しかも、こうした人々はおそらく、介護の方法について正式に訓練を受けたことがないはずだ。高齢になった家族が助けを必要としていたので、自分でやることにしたのだろう。自らのお金や心身の健康を犠牲にして介護を行っている彼らこそ、自覚があるにせよないにせよ、称賛されるべきアメリカの真のヒーローだ。

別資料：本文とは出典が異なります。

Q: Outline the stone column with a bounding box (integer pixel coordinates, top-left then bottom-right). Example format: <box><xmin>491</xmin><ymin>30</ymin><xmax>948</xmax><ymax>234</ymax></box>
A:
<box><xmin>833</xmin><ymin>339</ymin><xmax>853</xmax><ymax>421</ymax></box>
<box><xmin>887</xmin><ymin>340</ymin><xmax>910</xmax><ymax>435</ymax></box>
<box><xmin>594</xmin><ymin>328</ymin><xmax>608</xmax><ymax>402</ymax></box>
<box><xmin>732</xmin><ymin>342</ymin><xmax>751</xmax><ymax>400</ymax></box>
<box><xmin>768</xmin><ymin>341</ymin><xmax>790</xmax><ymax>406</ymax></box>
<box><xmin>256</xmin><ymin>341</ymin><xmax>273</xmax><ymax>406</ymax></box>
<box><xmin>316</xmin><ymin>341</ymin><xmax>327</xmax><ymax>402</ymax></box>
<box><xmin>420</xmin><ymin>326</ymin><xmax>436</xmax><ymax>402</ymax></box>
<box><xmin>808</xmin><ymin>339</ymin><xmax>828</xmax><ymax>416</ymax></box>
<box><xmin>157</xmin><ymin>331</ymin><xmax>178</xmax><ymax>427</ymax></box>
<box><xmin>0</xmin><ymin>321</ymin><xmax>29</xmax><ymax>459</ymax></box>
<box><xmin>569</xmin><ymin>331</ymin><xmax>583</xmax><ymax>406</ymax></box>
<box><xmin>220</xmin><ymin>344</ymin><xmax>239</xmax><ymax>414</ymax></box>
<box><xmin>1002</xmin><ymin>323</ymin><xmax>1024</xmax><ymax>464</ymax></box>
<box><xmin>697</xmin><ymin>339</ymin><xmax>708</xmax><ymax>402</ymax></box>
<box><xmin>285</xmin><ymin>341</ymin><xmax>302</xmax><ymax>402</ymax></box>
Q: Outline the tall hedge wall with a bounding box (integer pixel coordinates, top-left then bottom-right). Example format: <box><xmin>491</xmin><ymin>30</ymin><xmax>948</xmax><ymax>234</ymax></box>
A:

彼らの力になれるよう、家族を介護する人たちの話をもとにまとめたアドバイスをいくつか紹介したい。これで少しでも介護がラクになることを祈るばかりだ。
1.まずは話し合う。
介護される側が何を必要としているのか、介護をする自分ができることとできないことは何かを、率直に話し合おう。介護される側はたいてい、負担をかけてしまうのではないかと気をもみ、できる限り自立した状態を続けたいと考えている。自分ができる範囲を正直に伝えよう。
2.遠慮せずに助けを求めよう。
介護の支援や訓練を提供している組織が、近くにたくさんあるはずだ。私の町には、アルツハイマー病の家族を持つ人向けに支援を行うサポートグループがあり、介護者を対象にしたトレーニングを無料で実施している。
3.家族を巻き込もう。
自分が行っている介護の内容を、きょうだいや配偶者に知ってもらおう。身体的にどこまでなら可能なのか、自分の限界を把握して、助けがほしいと周囲に依頼しよう。また、定期的に介護から離れて休憩することが必要だ。家族の誰かに介護を代わってもらい、ゆっくりできる時間を確保しよう。
4.定期的に家族会議を開こう。
介護者は、高齢の父親や母親の状態について、つねにきょうだいに知らせておこう。公平な立場の人に、家族会議の進行役を頼むのもいいだろう。遠くに住んでいて出席できない家族がいたら、FacetimeやZoom、Skypeなどの最新テクノロジーを通じて参加してもらおう。参加しない人をつくってはいけない。言い訳の材料を与えることになるだけだ。
5.協力者の連絡先リストを作ろう。
介護される家族の個人的な知り合いで、助けてくれそうな人たちのリストを作ろう。どんな友人がいるだろうか。アドバイザーや、親しい親戚や隣人はいないだろうか。可能なら、そうした人々と意思疎通を図っておこう。そして、ときどき訪ねてもらい、家族と時間を過ごせるよう段取りしよう。
6.自分を大切にしよう。
介護者は、介護される側より頻繁に体調を崩すことが研究で明らかになっている。睡眠時間を十分にとり、健康な食生活を心がけ、趣味の時間を確保しよう。自分の健康を大切にできなければ、ほかの人の面倒を見ることもできなくなるのを忘れずに。
7.罪悪感を抱かないようにしよう。
自分も人間であり、ほかの人のためにできることには限界があるのだと肝に銘じよう。いずれは、大切な家族が必要とする手厚い介護を提供することができなくなり、難しい決断を下さなくてはならないときが来るかもしれない。